Jesus says, “I am the bread of Life. Whoever comes to me will never be hungry.”
We need food to stay alive. We need Jesus even more.
When we eat a good meal we are filled and satisfied but we soon get hungry again. Jesus like bread satisfies and fills. He promises that when we come to him he will always supply our need.
Some of the crowd of over 5000 that Jesus had fed with 5 barley loaves and 2 fishes had been so impressed they searched for him.
Are you searching for more of Jesus? It takes effort. The crowd didn’t find him where they did the day before.
We need fresh food every day. We cannot expect to experience Jesus and feast on him in the same way as we found him yesterday. We need a fresh experience of his love and the Holy Spirit. We need to seek what he is doing today.
We are promised that if we seek Jesus we will find him. He wants to be found by us but he wants us to make the effort
Following Jesus is not always easy. We are not sponges that are automatically filled. We are expected to seek God and when we find him to spend time with him, engage in conversation and listen.
These followers thought they knew what they wanted, time with Jesus, free food and miracles; the excitement something new.
Sometimes we have selfish reasons for seeking Jesus. We may need healing or a miracle in our lives.
We may want wealth. The prosperity gospel attracts.
We may come because we need friends or enjoy the music, for recognition, or opportunities.
Jesus wants us primarily to come because we want him.
The crowd asked Jesus a daft question
“Rabbi, When did you get here?” It was none of their business. Jesus was not accountable to them for his whereabouts but it got the conversation going.
It’s important we start speaking to Jesus even if we don’t know how to pray, deliberately coming into his presence.
Instead of answering the irrelevant question, Jesus tells them they have come because they ate the loaves and had their fill.
Jesus had not given the crowds exotic food. He had given a poor person’s meal, course bread and tiny fishes which had multiplied until there was more than enough
The majority of the people in the world would be desperate to have the kind of meal Jesus provided.
It is important we show the hungry that Jesus loves them by providing food for Food banks and living more simply
The crowd, mainly farmers and fishermen would have been desperately trying to earn their bread so they and their families did not starve. They knew what it felt like to be hungry when their crops failed, when the Roman soldiers took a large proportion of what they had worked for, when they had to pay high taxes and when they even had to support the Jewish priestly caste.
When we are terrified of not earning enough our reaction is usually to work harder.
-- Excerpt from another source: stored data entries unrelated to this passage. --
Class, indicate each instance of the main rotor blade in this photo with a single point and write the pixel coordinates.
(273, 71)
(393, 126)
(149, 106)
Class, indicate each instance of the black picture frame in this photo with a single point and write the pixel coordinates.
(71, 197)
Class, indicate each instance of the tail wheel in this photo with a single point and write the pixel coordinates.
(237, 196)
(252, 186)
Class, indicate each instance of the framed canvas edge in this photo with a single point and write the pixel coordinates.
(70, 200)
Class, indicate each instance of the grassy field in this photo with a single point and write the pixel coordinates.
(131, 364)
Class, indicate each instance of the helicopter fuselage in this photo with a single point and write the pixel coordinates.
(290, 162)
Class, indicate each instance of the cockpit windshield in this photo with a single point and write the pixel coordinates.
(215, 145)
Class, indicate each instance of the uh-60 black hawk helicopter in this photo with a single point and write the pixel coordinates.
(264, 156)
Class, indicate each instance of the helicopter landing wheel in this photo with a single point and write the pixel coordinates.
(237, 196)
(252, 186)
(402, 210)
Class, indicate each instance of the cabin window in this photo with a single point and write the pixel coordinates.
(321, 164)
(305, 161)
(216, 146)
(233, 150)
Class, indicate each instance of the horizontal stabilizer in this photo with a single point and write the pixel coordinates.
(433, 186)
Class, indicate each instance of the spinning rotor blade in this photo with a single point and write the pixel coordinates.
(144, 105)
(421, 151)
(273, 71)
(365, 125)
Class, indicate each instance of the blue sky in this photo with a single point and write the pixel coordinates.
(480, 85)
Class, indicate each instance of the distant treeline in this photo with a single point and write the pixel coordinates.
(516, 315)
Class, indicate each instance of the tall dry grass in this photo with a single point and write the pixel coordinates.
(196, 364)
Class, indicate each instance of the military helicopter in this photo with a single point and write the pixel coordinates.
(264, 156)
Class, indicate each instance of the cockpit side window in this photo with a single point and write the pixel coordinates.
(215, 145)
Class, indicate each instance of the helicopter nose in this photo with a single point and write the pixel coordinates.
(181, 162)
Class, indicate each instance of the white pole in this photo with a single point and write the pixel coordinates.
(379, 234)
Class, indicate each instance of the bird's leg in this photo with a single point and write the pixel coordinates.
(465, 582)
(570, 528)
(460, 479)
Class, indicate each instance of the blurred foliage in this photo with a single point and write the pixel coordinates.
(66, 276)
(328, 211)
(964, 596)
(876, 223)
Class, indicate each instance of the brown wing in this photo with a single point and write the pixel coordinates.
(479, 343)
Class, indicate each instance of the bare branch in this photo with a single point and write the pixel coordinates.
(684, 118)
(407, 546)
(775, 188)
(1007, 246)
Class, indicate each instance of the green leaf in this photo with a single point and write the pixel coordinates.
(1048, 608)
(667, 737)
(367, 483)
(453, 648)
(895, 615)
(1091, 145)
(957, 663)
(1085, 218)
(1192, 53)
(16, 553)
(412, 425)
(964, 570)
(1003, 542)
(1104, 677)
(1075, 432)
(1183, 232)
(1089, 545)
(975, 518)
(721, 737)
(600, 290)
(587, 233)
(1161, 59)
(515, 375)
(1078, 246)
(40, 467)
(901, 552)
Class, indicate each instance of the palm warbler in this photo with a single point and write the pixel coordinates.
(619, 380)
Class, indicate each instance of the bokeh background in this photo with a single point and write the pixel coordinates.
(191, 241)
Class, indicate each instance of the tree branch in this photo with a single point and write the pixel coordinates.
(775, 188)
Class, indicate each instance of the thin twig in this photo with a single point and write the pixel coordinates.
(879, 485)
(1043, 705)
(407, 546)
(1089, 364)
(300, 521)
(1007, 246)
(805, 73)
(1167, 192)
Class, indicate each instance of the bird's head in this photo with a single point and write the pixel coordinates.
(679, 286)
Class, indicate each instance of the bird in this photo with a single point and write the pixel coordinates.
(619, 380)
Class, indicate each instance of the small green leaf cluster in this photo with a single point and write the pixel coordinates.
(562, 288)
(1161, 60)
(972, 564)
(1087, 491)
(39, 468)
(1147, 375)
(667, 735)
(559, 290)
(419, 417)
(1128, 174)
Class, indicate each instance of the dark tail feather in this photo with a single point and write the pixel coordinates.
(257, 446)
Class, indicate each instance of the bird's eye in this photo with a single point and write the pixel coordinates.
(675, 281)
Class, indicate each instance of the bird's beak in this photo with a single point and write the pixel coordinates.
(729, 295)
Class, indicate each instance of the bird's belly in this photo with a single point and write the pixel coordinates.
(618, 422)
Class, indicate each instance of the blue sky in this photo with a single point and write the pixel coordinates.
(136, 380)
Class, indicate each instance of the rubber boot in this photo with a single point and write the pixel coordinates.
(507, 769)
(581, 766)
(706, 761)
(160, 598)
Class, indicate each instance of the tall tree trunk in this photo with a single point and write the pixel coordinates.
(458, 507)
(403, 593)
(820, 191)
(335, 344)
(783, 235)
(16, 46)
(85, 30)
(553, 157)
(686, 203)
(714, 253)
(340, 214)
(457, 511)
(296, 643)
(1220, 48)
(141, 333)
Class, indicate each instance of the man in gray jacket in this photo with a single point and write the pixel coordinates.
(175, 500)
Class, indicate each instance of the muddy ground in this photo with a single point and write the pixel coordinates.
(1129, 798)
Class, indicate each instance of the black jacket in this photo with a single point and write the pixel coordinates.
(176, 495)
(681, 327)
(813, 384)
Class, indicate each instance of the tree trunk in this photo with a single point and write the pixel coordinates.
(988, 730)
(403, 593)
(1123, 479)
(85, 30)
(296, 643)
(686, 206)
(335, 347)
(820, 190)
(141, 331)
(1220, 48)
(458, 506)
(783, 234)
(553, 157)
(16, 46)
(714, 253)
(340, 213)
Some of us have worked in jobs until we have reached breaking point and had to leave. The harder we have worked the more pressure we have been put under and the less productive we have become.
We have worked knowing that others will reap what we have sown. Those who have the power to employ or sack us will become richer. Life is unfair!
Yet those who have reached the top of their professions are still not satisfied.
We have put work before the Lord the creator and giver of bread. All that we have and are come from him. Jesus tells us to not work for that which spoils, but for food that endures to eternal life.
Jesus gives us food we do not have to work which we can feast on for eternity. It is a free gift. We cannot buy it. No wonder these followers were confused
They are still obsessed with work and ask, “What must we do to do the work God requires?”
We tend to think that God will reward us more or pour out his love upon us more freely if we are good, care for the poor, serve others and work hard.
These are all good things to do but God gives good gifts to us because he loves us. We do good because we love him not to make him love us more.
Jesus replies, “The work of God is to believe on the one he has sent.”
Jesus wants us to trust him, to come to him to provide our physical needs and give us eternal life. Life here is very short. We do not know how long we have got left.
The puzzled followers asked Jesus to perform a sign so they might believe. Maybe Jesus would provide manna, the honey tasting bread that God provided for the Hebrew people as they wandered through the wilderness.
There is no harm in asking Jesus for a miracle to answer our needs. More than signs or miracles we need Jesus. He is sufficient
He wants us to believe and trust that God has sent his only Son into the world that we might have everlasting life through him.
He is the heavenly manna who came down from heaven, the bread of God that gives life to the world.
The followers asked Jesus to always give them this bread. Jesus replied, “I am the bread of Life. Whoever comes to me will never be hungry.”
He is the great “I am,” the eternal God, who was, who is and who is to come who has no beginning or end.
For food to be nutritious, it has to be absorbed into our beings and become part of us.
For Jesus to do us good, we need to invite him to become fully part of us so we become like him.
Some people are often never satisfied. The more we have, the more we want, whether it is status, money, power, control, possessions, learning, fitness, beauty, friendships or love
The more we spend time with Jesus, the less we will want those things which our not good for us.
Only Jesus can satisfy our longings and fill our hungry souls. He is the one we cannot do without
Lord Jesus give me a hunger for you. Be all that I need and satisfy my soul.